А там одни такие картинки наклеены. Вроде марок или открыток. Она говорит, у них в классе многие мальчики и девочки собирают. Понимаешь, собирают!.. И мне пришлось делать вид, будто я нисколько не удивилась. Племяшку знаю. Чистая девчонка. Могла и обидеть… Кинофестивали мимо не проходят…
— Но где же флёр?
— Не могу сказать.
— Грустно, когда флер с тебя сдирает как тряпку не фестиваль, не дружок-приятель, не забулдыга сосед, а… — Я не мог сразу найти нужные слова. — Сдирает самая близкая. Вот и начинаешь думать: флёр не в голубой дымке, не в том что увел, отбил, завоевал. А в человеческой возможности поклониться однажды, сказать: она согласилась войти в мой дом и подарить мне ребенка… Все остальное мираж, пыль. Останутся от нежности, от кружения вселенной одни эти цветные картинки, лукавые девушки, обнаженные, крепкие, свежие, как яблоки с дерева. Лица мадонн, а сами наизнанку…
— И все-таки у тебя над подушкой висит картинка с надписью, — сказала она совсем грустно и тихо. — Папочка, солнышко ненаглядное, вернись… Двадцать ошибок, а пишет…
Я вдруг ощутил, как повлажнело все внутри меня.
— Мальчонка слышал добрые слова, привык и повторяет как свои.
— Моя так не пишет, не говорит… Передразнивать умела. Меня, близких. Изображала, как мы ходим, как разговариваем… Артистка…
Я встал.
— Где у тебя твой коньяк для конфет?
Я нашел эту совсем полную бутылку, взял в настенном шкафчике две рюмки, налил вино.
— В такой вечер не грех и напиться. Пожалуйста, выпей. Немножко.
— Потом еще немножко. Потом луна в окошко…
Не знаю как луна, вечер плескал в окно прохладу.
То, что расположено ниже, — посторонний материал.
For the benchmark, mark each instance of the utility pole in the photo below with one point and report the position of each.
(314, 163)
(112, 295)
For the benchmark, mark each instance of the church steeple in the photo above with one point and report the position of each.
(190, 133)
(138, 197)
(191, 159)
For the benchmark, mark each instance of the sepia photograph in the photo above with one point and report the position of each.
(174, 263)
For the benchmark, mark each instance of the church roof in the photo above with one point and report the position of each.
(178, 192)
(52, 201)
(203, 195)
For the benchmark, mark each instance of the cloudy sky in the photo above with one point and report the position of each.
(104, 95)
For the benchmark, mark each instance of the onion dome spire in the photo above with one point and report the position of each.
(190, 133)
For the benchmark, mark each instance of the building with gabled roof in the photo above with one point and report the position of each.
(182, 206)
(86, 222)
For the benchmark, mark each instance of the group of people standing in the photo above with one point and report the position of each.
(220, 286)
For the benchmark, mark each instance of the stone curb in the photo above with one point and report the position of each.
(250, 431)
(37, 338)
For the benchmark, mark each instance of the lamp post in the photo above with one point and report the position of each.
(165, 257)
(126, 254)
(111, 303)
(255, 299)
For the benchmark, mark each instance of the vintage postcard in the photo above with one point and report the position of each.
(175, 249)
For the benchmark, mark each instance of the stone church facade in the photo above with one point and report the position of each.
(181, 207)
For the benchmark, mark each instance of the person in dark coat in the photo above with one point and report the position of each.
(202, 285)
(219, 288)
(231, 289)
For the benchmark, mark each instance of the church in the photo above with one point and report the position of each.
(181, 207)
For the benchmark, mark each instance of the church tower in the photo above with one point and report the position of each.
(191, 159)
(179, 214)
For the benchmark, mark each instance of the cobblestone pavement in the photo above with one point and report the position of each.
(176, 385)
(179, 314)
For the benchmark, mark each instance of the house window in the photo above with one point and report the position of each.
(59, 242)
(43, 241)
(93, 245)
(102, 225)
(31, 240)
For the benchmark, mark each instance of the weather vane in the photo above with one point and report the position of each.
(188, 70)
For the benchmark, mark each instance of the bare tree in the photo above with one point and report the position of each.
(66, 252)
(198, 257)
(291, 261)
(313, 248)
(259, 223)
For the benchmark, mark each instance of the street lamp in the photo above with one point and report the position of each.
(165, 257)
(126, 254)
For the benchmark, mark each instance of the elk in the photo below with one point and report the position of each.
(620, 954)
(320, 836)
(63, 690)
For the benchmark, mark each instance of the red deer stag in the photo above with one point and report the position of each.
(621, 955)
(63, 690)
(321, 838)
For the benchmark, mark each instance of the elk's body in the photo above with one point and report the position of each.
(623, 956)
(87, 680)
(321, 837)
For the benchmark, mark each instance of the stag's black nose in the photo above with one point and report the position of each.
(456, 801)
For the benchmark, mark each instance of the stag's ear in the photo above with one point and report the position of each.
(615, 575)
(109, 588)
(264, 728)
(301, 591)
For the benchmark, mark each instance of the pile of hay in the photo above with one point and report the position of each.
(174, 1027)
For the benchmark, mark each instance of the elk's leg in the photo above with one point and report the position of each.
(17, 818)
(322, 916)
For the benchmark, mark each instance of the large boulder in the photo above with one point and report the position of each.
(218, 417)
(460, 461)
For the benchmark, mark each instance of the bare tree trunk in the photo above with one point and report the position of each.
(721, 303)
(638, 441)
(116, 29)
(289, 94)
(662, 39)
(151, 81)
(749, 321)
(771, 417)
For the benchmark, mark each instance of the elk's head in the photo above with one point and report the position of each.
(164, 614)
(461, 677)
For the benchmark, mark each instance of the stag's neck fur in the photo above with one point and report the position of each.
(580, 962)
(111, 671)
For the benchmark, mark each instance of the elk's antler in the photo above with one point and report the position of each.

Коньяк будто настоян свежим горьковатым сеном, воздух настоян свежим сеном. До чего тихо в этой чужой вселенной.
— Жива ли она? — сказала захмелевшими губами. Наверное, то, что боялась, долго боялась произнести. Куда уводят нас обыкновенные слова?
Я вздрогнул. Разве так можно?
— Глупая ты, глупая, разве так можно? — говорю, а сам чувствую, как стиснуло сердце болью. Пропали все-таки не они, а мы. Что им в эту минуту про нас думается?… Им трудней. Плачут они… Если кто-то о тебе плачет, все будет хорошо. Главное знать: кто по тебе плачет…
* * *Я пришел к себе и зажег свет. Вот она, картинка, в прозрачной пленке, над моей постелью. Папа, с руками закорючками, с огромными глазами, больше похожий на веселого разбойного пирата в модном галстуке.
«Папачка солнышка мае нинагляная скарей вирнис»… Он однажды прислал мне, когда я был в отъезде. Я с тех пор вожу эту картинку всюду. И на этот раз она летела и тонула вместе со мной.
Солнышко мое ненаглядное, мальчик мой, где же ты?… Бегаешь к дверям на каждый звонок? Ждешь на скамеечке у подъезда, как ждал меня зимними вечерами, чтобы взять за руку на скользкой ступени, мокрой от снега варежкой, повести в дом. И никто не может сказать, где я, когда вернусь…
Помню, как ты услышал обрывок передачи. В ней бодренький тренированный голос учил: «Дорогие дети! Около вас и добрый учитель, и ласковая мама…». Ты замер на мгновенье посреди пустой комнаты и сказал сам себе: «и ласковый папа». Не замечая, что я пришел и вижу тебя… Слышу тебя…
Как я хочу войти. Снова так же незаметно войти. Как я хочу…
Всегда ли я был к тебе таким же, как ты?
Маленький мой, крохотка моя, ты одарил меня самым дорогим бесценным сокровищем — настоящей человеческой привязанностью. А я? Всегда ли я мог уберечь ее в холодной обыденности от равнодушия, от предательства, уберечь несравнимую ни с какими благами радость?…
Вижу тебя на горячем пляже. В панамке меньше моей ладони. Мы встали, чтобы уходить. Я застегнул ремешки на твоих сандаликах и посмотрел вокруг, отыскивая мои стоптанные джимми. Ты взял, огромный старый шлепанец, порванный по краям, понес ко мне, чтобы надеть на мою ногу, застегнуть ремешок пальчонками, осыпанными пляжным песком. Но в эту минуту на меня глянула морская дива с оттененными ресницами, с гибким импульсным телом. А сандалия была такой жалкой рванью, что я начал отнимать ее у тебя, загораживать собой… И ты заплакал от обиды, убежал вместе с моими сандалиями к морю. Я поспешил за тобой, утешая, уговаривая, смеясь…
Предательство, совсем небольшое предательство…
Тут я заметил, что на тебе мокрые трусики, хотел поменять их, но ты увлек меня в кабину, чтобы там переодеться. И начал это занятие как и положено мужчине, в кабине, с открытым низом, открытым почти до самых твоих плечей… И писька твоя была видна всему побережью…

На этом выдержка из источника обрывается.